Goran Eriksson menyaksikan David Beckham berlatih selama Piala Dunia 2006. (Associated Press)

Eriksson memimpin apa yang dianggap sebagai “generasi emas” pemain, termasuk David Beckham, Steven Gerrard dan Wayne Rooney, di Piala Dunia tahun 2002 dan 2006 dan membawa tim ke perempat final di kedua turnamen tersebut sebelum tersingkir oleh Brasil dan Portugal.

Dalam satu-satunya turnamen besar lainnya di bawah asuhan Eriksson — Kejuaraan Eropa tahun 2004 — Inggris juga disingkirkan di babak perempat final, lagi-lagi oleh Portugal dan melalui adu penalti seperti di Piala Dunia tahun 2006.

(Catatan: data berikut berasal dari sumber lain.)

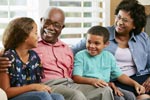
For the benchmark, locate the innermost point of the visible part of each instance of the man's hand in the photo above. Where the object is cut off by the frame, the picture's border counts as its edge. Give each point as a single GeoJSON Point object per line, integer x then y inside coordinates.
{"type": "Point", "coordinates": [4, 63]}
{"type": "Point", "coordinates": [146, 84]}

Masa jabatan Eriksson di salah satu pekerjaan paling bergengsi di dunia sepak bola dikenang hampir sama banyaknya dengan apa yang terjadi di luar lapangan maupun di dalam lapangan. Ia pernah berselingkuh dua kali — satu dengan tokoh TV Swedia Ulrika Jonsson dan yang lainnya dengan seorang sekretaris di Asosiasi Sepak Bola, Faria Alam — yang membuat surat kabar Inggris yang haus gosip sibuk.

“Kehidupan pribadi saya tidak terlalu privat di Inggris,” kata Eriksson pada tahun 2018.

Waktunya bersama Inggris bertepatan dengan munculnya budaya WAG (wives and girlfriends), dengan pasangan penting para pemain — seperti Victoria Beckham — menjadi berita utama setelah Eriksson mengizinkan mereka datang ke Piala Dunia di Jerman.

Eriksson kemudian sempat menangani tim nasional Meksiko, Pantai Gading, dan Filipina, tetapi satu-satunya trofi yang diperolehnya datang dari pertandingan klub.

Di tim Swedia IFK Gothenburg, ia memenangi liga dan piala ganda pada tahun 1982 dan menutup musim yang menakjubkan dengan juga merebut Piala UEFA yang sekarang sudah tidak ada lagi.

Eriksson memenangi gelar Portugal berturut-turut dalam tugas dua tahun pertama bersama Benfica (1982-84), serta Piala Portugal pada tahun 1983, dan kembali ke sana untuk mencapai final Piala Eropa pada tahun 1990 — kalah dari AC Milan — dan memenangkan liga lagi pada tahun 1991.

Di Italia, ia menjadi pelatih ternama, terutama di Lazio setelah sempat melatih di Roma (1984-87) dan Sampdoria (1992-97) — tempat ia memenangi Piala Italia — dan Fiorentina (1987-89).

Di Lazio dari tahun 1997-2001, ia memimpin tim tersebut meraih gelar liga keduanya — pada tahun 2000 — setelah kekalahan telak Juventus di akhir musim, serta dua Piala Italia dan edisi terakhir Piala Winners Eropa (tahun 1999).

Lazio asuhan Eriksson juga bisa saja memenangi Serie A pada tahun 1999, tetapi kalah dalam perebutan gelar dengan selisih satu poin dari AC Milan dan juga kalah di final Piala UEFA pada tahun 1998.

“Itu adalah periode terbaik dalam karier saya,” kata Eriksson tentang memenangkan tujuh trofi dalam rentang waktu empat tahun, pada saat Italia menyaingi Spanyol sebagai liga sepak bola teratas Eropa.